Earlier this month, I had the privilege of seeing Grammy-Award winner St. Vincent perform in Rochester. After the opening act an seconds before the performers took to the stage, an automated voice requested that we refrain from digitally recording our experience so we could thoroughly enjoy it. This is presumably related to their hit song, Digital Witness, (listen below!) which was ranked 24th in Pitchfork’s top 100 songs of 2014. The catchy tune conveys a darker, relevant message about technology’s way of taking over our lives and turning us into iPhone zombies, as you can see in the video below.

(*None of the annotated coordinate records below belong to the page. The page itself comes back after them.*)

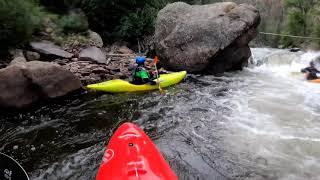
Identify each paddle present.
[153,56,165,94]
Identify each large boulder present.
[0,61,81,108]
[79,46,107,63]
[155,2,260,74]
[30,41,73,59]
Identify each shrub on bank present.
[59,12,89,34]
[0,0,42,50]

The idea of technology taking over our lives is prevalent in pop culture other than music, presented more humorously in Portlandia. This clip shows how greatly invested in technology we are as a collective society, that if we were to separate from it, we’d almost cease to exist. Portlandia is a funny show, but here it got #real. Another recent presentation of technology taking over our natural lives is the 2013 movie Her, where a man falls in love with his operating system. It has clear parallels to Kurt Vonnegut’s older short story EPICAC (summary), yet it is still relevant enough to be made into a movie today. In this media, technology is shown as a substitute for actual human relationships, which social media facilitates today.
Over spring break, my brother introduced me to a British television series entitled “Black Mirror.” He called it the British Twilight Zone. Sounds pretty cool! Google provides a concise and spooky summary: “Suspenseful satire with a techno-paranoia bent, the ‘Black Mirror’ is all about personal technology.” Even cooler! I watched the 6-episode series in a day. The irony of being hooked to my laptop watching a series about our future damnation due to technology was almost unbearable, but log onto Netflix and I bet you’ll do the same. I found these futuristic societies simultaneously familiar and foreign. Each episode, in some way or another, revolved around a screen. The abilities of technology exceeded our own, but the interaction of people with their devices was no different than the typical individual with an iPhone.

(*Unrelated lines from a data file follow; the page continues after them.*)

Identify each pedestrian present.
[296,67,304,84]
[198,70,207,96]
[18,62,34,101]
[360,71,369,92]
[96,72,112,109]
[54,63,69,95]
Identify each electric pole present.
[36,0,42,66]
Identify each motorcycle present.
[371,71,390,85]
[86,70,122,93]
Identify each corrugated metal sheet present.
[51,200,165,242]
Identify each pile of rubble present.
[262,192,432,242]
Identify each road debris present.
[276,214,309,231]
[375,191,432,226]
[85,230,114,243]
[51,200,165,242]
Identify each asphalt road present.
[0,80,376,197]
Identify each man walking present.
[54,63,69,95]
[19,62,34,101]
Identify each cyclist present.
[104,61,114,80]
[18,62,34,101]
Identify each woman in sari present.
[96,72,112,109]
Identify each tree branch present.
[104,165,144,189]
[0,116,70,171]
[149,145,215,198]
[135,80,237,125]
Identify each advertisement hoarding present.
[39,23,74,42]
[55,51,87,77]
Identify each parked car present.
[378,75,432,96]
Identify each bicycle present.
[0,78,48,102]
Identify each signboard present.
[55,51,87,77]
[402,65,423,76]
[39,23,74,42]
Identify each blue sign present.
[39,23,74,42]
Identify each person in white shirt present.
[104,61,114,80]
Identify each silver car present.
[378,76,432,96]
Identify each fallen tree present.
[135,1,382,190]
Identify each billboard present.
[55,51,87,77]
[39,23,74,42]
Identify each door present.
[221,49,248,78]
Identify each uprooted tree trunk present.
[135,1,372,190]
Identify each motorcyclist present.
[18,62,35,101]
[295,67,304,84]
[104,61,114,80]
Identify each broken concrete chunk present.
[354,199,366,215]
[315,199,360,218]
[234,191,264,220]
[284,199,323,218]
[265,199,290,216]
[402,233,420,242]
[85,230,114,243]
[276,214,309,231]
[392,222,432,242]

The three episodes that in particular haunted me the most were S1E1, “The National Anthem,” S2E1, “Be Right Back,” and S2E2, “White Bear.” “The National Anthem” explores the idea of cyber terrorism in what appears to be a modern day UK. If you asked me to define cyber terrorism prior to watching, I would’ve guessed hackers or a virus. Something regarding information or money, maybe. This episode explores humiliation and a life-or-death kidnapping situation as a method of promoting cyber terrorism. Technology is a weapon in the digital age and we need to be aware of the danger that lies in the internet’s anonymity. “Be Right Back” seems more futuristic than the previous episode. The young couple featured regularly use social media, as many people do today. The information they shared via social networks is able to help recreate the husband after his death by reading through old messages, learning how he types, and automating a response. To me, the eeriest aspect of this episode was not the life-like robot, but that programs like this seem feasible in the future. Sending automated messages is already possible, tailoring content from existing users doesn’t seem to be too much of a stretch in the near future. What I find to be to most intense episode, “White Bear” shows how technology inhibits us from being helpful, and actively illustrates technology users as useless, mindless zombies. I don’t want to spoil any of the episodes, but if you choose to watch them, you’ll see! I find social media and technology today helpful, but often see instances where it can become a crutch for actual interactions or weaken our abilities. Would cyberbullying, isolation, increased aggression/violence or decreased sense of boundaries/social skills could make a compelling episode of Black Mirror? Yes, probably. And they’re all effects technology has on us today.
We can laugh about this, sing about it, cringe at it or even turn it into a twisted romance. From all angles, it’s clear that technology is taking a bit of us from ourselves. Technology is supposed to simplify our lives, not control them. And while it’s easy to blame this problem on technology, why do we keep using it? Maybe the problem is with us. Are we an addicted generation that will spiral into an uncertain future?